On December 18, 2019, CEE Legal Matters reported that Scandinavia's Flugger group A/S acquired a 60% shareholding in Unicell, a paint manufacturer based in Poland. We reached out to Flugger’s Group General Counsel and Vice President, Torben Schwaner Dehlholm, for more details.
CEELM: First, can you provide some insight as to the business case behind the acquisition?
Torben: I guess it’d be useful first and foremost to understand a bit about us as a company. Flugger is an international group with a turnover of approximately DKK 2 billion and 1700 employees following the recent acquisition. The company is publicly listed in Denmark.
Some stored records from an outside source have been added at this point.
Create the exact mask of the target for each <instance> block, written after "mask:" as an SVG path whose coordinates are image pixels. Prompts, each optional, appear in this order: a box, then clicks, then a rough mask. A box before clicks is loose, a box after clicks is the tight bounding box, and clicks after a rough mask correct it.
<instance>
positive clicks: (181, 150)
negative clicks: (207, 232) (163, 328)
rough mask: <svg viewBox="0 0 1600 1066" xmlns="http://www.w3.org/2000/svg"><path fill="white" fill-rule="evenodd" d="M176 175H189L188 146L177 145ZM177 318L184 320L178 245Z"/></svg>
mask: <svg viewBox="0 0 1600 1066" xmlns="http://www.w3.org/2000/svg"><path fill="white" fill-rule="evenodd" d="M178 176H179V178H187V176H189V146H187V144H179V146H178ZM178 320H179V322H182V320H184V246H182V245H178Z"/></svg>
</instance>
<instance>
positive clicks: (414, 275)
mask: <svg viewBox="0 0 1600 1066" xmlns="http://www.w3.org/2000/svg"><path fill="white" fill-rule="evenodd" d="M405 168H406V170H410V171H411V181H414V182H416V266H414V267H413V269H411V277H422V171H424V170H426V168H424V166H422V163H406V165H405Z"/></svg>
Flugger designs and markets a wide and coordinated assortment within decorative painting, wood protection, spackling paste, wallpaper, and high quality tools, which are sold via the retail chain Flugger Decor, which has 450+ stores in Scandinavia, Eastern Europe, and China. Flugger owns more than half of these stores. Deliveries are also made to grocery stores and DIY centers via the sales unit and exported to more than 40 countries worldwide. Flugger now has six factories in Denmark, Sweden, and Poland, which produce tools, paint, and designer wallpaper.
We have been looking to expand for some time and have been looking extensively through Poland where we could get some good synergies with our existing operations there. In that process, we identified Unicell, which we ended up acquiring. We were already present in Poland but we wanted to have a stronger presence.
Flugger acquired 60% ownership of Unicell, with the right to purchase an additional 14% of the shares at a later date. The remaining shares will remain with the founders and existing management team.
CEELM: What would you say was the most complex legal element you had to handle in relation to this deal?
Torben: Being a publicly-listed company is a considerable issue in such deals as we are facing an extensive process with many parties involved on both sides at the same time, with confidentiality required. From my point of view, dealing with smaller businesses that are not used to dealing with these rules or larger-scale M&A transactions raises additional complexity. But we retained full legal compliance and a good process with the assistance of local counsels and in close collaboration with the sell-side. Further, from a legal perspective, the matter of finalizing the new ownership structure as well as the purchase rights related to the additional 14% ownership was challenging.
CEELM: What part of the legal work did you choose to carry out in-house and what did you externalize to your outside counsel?
Torben: The external counsel ran the most of local the legal process with our in-house legal department focusing on management, participating in negotiations, and assisting with the due diligence process. Some of the sellers were Polish locals who preferred to speak in their native language so our external advisors were also helpful in negotiating without too much bottleneck on transactions. Most of the data room process and due diligence, of course, involved the firm we worked with as well.
CEELM: Why did you choose Baker McKenzie as your external counsel for this deal?
Torben: Whenever we are faced with such deals we first look at our local counsels. We were already present in Poland and there are two local law firms we use there on a regular basis. On this specific deal, we chose Baker Mckenzie based on their thorough proposal and as they have a strong international presence as well. Further, they were used to working with some of our other local non-legal advisors on this specific deal. As a publicly-listed company, there are huge sensitivities in place and it makes a difference for us if the law firm is also used to dealing with other publicly-listed companies and the relevant legislation. Further, we do not only choose a law firm – we also look for and choose the specific lawyers within a chosen firm we would like to work with. The Baker McKenzie partner in charge of our collaboration in general, and on this specific deal, Weronika Achramowicz, as well as lawyer Ewa Marcisz, and the rest of the supporting team from Baker McKenzie did a great job throughout the process and provided us with value-added support.